Propostas legislativas buscam ampliar a proteção de crianças e adolescentes diante do aumento dos crimes praticados no ambiente digital
O aumento da violência digital contra crianças e adolescentes voltou a acender o alerta de pais, educadores e autoridades brasileiras. Levantamento divulgado pela revista Veja, com base em informações da Polícia Civil de São Paulo, aponta que os casos desse tipo de crime cresceram 78% durante o período de férias escolares, impulsionados pelo maior tempo de permanência de crianças e adolescentes nas redes sociais, plataformas de mensagens e jogos on-line.
Segundo a reportagem, investigadores identificaram uma mudança no comportamento dos criminosos: se antes muitos ataques ocorriam durante a madrugada, agora eles também acontecem ao longo do dia, aproveitando a maior exposição dos jovens à internet durante o recesso escolar. Entre os crimes mais frequentes estão extorsão sexual, cyberbullying, indução à automutilação e outras formas de violência digital.
Projetos buscam fortalecer a proteção de crianças e adolescentes
Diante desse cenário, o deputado federal Marcelo Álvaro Antônio (PL-MG) afirma que a legislação precisa acompanhar a velocidade das transformações tecnológicas para oferecer respostas mais efetivas à proteção da infância.
"O ambiente digital trouxe inúmeras oportunidades, mas também criou novas formas de violência contra crianças e adolescentes. Precisamos garantir que a legislação acompanhe essa realidade, protegendo as vítimas e responsabilizando quem utiliza a tecnologia para praticar crimes."
Segundo o parlamentar, o crescimento dos casos reforça a importância de atualizar o ordenamento jurídico para enfrentar condutas que muitas vezes ainda não encontram resposta específica na legislação brasileira.
Agenda legislativa reúne projetos para enfrentar diferentes formas de violência digital
Marcelo Álvaro Antônio é autor de uma série de propostas voltadas à proteção da infância no ambiente digital.
Entre elas está o projeto que cria o crime de Porno Fake, tipificando a produção e divulgação de imagens íntimas falsas geradas por inteligência artificial, especialmente quando envolvem crianças e adolescentes.

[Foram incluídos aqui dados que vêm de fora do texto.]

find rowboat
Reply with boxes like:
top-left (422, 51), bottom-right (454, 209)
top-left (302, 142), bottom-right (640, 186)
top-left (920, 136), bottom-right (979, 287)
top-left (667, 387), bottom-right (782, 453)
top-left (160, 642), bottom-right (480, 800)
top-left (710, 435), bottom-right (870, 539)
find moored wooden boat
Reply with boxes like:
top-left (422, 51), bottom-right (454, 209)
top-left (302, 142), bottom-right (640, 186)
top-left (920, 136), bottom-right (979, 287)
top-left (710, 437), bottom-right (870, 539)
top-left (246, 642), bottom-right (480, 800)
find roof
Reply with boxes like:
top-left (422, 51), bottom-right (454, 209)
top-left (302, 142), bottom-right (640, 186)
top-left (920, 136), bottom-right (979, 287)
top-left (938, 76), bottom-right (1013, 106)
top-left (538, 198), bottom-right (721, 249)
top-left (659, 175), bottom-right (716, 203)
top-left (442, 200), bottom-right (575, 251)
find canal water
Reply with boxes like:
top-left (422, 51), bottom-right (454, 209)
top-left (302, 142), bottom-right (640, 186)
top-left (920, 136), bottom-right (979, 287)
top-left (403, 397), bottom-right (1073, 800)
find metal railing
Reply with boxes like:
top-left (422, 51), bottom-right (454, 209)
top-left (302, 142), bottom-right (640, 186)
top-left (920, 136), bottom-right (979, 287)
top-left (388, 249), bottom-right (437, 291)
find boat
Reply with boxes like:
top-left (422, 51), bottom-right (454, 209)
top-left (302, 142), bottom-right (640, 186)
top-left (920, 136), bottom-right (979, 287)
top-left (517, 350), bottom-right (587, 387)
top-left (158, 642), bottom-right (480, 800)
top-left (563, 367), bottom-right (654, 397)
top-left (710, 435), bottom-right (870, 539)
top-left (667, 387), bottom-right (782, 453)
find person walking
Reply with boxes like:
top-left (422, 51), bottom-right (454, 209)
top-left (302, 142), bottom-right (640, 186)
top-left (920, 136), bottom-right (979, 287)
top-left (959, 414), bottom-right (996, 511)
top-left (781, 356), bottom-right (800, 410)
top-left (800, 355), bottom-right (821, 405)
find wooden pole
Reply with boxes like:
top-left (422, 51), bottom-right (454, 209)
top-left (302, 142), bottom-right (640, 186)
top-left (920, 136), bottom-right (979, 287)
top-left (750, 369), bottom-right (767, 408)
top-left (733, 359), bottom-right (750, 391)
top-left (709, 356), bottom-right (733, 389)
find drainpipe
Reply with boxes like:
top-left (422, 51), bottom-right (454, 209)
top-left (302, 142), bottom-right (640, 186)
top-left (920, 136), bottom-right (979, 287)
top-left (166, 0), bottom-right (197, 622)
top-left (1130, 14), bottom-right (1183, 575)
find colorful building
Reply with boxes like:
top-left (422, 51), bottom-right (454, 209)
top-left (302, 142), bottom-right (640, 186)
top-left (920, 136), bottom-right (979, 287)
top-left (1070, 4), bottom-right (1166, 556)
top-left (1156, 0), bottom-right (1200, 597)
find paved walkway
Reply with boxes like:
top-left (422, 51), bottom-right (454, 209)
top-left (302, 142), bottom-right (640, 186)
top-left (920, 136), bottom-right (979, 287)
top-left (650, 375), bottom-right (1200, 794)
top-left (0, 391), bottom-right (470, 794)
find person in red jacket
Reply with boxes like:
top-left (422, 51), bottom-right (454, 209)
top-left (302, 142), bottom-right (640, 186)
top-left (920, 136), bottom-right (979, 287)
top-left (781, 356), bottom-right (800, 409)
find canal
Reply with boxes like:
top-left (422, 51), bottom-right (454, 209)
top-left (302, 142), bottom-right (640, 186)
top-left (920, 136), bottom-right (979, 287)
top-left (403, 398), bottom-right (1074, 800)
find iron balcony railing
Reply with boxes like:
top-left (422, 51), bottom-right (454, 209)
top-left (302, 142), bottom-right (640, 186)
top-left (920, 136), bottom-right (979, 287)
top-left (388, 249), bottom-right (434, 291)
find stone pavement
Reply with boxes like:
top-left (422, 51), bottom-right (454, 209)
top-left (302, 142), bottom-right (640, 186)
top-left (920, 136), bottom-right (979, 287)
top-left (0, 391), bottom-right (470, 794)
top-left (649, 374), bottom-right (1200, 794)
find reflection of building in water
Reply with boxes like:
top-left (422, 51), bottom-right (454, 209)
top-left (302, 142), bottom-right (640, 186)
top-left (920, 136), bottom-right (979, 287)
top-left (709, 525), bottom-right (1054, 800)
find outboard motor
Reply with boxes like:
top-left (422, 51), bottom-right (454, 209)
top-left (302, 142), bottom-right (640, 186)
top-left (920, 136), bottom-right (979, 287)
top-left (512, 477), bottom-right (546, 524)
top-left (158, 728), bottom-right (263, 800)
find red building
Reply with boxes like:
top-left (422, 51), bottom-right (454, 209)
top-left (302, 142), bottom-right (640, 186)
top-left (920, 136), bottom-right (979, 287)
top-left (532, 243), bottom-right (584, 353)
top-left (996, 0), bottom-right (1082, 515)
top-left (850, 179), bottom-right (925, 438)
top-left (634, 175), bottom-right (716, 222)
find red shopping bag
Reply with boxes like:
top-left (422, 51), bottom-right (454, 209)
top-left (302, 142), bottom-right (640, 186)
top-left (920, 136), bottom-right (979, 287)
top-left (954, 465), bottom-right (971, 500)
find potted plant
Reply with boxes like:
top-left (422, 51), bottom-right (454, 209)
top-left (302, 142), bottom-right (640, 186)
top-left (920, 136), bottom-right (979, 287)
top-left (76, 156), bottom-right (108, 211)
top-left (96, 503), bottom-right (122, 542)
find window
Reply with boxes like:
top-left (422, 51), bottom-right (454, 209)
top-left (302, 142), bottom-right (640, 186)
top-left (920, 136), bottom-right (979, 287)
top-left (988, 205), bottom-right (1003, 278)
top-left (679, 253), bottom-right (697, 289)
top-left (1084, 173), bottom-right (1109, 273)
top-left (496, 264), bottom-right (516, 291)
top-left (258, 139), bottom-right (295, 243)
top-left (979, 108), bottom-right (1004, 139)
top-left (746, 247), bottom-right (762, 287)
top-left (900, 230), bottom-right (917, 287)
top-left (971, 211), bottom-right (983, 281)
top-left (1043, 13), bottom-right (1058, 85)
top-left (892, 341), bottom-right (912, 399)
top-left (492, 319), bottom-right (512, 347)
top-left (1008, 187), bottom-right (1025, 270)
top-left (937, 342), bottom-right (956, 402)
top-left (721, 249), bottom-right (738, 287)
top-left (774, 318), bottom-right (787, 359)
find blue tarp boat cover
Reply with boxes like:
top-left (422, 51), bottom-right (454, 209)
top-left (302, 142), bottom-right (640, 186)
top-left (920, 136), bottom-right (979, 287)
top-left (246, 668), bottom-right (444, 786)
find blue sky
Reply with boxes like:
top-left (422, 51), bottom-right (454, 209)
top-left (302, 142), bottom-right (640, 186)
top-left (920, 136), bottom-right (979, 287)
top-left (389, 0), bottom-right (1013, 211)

Outra proposta estabelece medidas para combater os chamados desafios perigosos nas redes sociais, responsabilizando quem cria ou incentiva esse tipo de conteúdo, além de ampliar as obrigações das plataformas digitais.
O parlamentar também apresentou projeto que cria o crime de erotização infantil, buscando responsabilizar a produção e divulgação de conteúdos que estimulem a sexualização precoce de crianças e adolescentes, inclusive na internet.
Especialistas alertam para novos padrões de violência
A reportagem da Veja destaca que um dos fatores que mais preocupam os investigadores é que muitos dos autores também são adolescentes, recrutados em comunidades virtuais que transformam a violência em forma de reconhecimento e entretenimento. O maior tempo de permanência on-line durante as férias amplia tanto a exposição das vítimas quanto a atuação desses grupos.
Para especialistas em segurança digital, o enfrentamento desse cenário passa pela combinação de educação, prevenção, atuação das plataformas e aperfeiçoamento da legislação.
Marcelo Álvaro Antônio acrescenta que o combate à violência digital exige atuação integrada entre famílias, escolas, plataformas digitais e poder público. "Nenhuma criança deveria estar sozinha diante da violência na internet. Precisamos investir em prevenção, educação digital, fiscalização e atualização das leis para impedir que criminosos encontrem espaço para agir nas redes sociais."
O deputado defende que o avanço da tecnologia seja acompanhado por mecanismos mais eficientes de prevenção e responsabilização, especialmente diante do crescimento dos crimes virtuais envolvendo crianças e adolescentes.